Oral DMSA Dosing for Heavy Metal Provocation Testing
The recommended oral dose of DMSA (Dimercaptosuccinic acid) for heavy metal provocation testing is 10 mg/kg as a single dose, with urine collection over the following 6-8 hours.
Dosing Protocol
DMSA is an effective chelating agent used to assess body burden of heavy metals through provocation testing. Based on the available evidence, the following protocol is recommended:
- Dose: 10 mg/kg as a single oral dose 1
- Collection period: 6-8 hours post-administration (optimal collection window)
- Peak excretion: Urinary lead concentration typically peaks at 2 hours after DMSA administration 1
Evidence for Dosing
Research has demonstrated that a 10 mg/kg dose of DMSA is effective for provocation testing, while higher doses (30 mg/kg/day) are more appropriate for therapeutic treatment of confirmed heavy metal poisoning 2. The 10 mg/kg dose provides sufficient chelation to assess metal burden without excessive side effects.
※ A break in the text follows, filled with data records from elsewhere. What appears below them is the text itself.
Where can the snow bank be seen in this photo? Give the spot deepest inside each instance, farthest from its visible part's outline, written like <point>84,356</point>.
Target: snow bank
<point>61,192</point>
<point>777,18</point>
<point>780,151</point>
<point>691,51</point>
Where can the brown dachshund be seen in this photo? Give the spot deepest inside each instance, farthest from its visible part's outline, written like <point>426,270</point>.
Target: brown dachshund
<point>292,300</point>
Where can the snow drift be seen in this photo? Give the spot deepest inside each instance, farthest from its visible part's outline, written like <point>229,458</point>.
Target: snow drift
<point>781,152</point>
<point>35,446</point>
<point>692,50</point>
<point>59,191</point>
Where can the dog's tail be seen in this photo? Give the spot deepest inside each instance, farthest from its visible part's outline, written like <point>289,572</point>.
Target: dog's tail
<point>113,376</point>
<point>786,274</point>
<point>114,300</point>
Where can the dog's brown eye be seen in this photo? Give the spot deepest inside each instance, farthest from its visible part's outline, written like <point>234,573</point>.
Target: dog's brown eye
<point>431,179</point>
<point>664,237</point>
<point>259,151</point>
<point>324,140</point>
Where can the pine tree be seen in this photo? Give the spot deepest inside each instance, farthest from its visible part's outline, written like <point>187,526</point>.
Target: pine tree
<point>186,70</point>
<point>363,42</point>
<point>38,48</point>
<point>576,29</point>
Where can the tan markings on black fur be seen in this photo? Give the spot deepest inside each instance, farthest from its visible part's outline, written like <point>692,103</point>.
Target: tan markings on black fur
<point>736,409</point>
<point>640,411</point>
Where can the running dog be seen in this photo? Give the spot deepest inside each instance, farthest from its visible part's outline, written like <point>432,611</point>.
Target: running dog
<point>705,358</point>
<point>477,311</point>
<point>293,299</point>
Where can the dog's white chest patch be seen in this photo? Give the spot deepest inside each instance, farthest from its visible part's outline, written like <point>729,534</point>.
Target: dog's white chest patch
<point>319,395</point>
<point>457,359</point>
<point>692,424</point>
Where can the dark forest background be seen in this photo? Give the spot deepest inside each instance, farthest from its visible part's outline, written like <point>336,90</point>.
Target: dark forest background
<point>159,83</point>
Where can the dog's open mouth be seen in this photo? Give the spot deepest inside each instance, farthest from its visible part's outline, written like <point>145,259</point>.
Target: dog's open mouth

Collection Timing Considerations
- The 2-hour and 4-hour cumulative lead excretions after DMSA administration are highly correlated with the 8-hour total (r = 0.76 and 0.95, respectively) 1
- Cumulative excretion after DMSA typically plateaus at 6-8 hours 1
- For practical purposes, an 8-hour collection period is recommended to capture the majority of chelated metals
Pharmacokinetic Considerations
DMSA has several important pharmacokinetic properties relevant to provocation testing:
- Rapid but incomplete absorption after oral administration 3
- Most DMSA in plasma is protein-bound (mainly to albumin) through disulfide bonds 3
- Extensively metabolized to mixed disulfides of cysteine 3
- 10-25% of an orally administered dose is excreted in urine, with the majority within 24 hours 3
- Over 90% is excreted as DMSA-cysteine disulfide conjugates 3
Clinical Application
For optimal results in provocation testing:
- Administer a single 10 mg/kg oral dose of DMSA
- Collect urine for 6-8 hours following administration
- Measure the concentration of the heavy metal(s) of interest in the collected urine
- Compare results to established reference ranges for provoked samples
Potential Limitations and Precautions
- DMSA primarily chelates renal stores of heavy metals, which may not fully represent total body burden 3
- Transient elevation in transaminase activity occurs in up to 60% of patients 3
- Skin reactions occur in approximately 6% of treated patients 3
- DMSA increases urinary copper and zinc excretion, though usually not to a clinically significant extent 3
Alternative Collection Protocols
If an 8-hour collection is not feasible, shorter collection periods may be considered:
- 4-hour collection captures approximately 95% of the total 8-hour excretion 1
- 2-hour collection captures approximately 76% of the total 8-hour excretion 1
The single 10 mg/kg dose protocol provides the optimal balance between effective metal mobilization and patient safety for provocation testing purposes.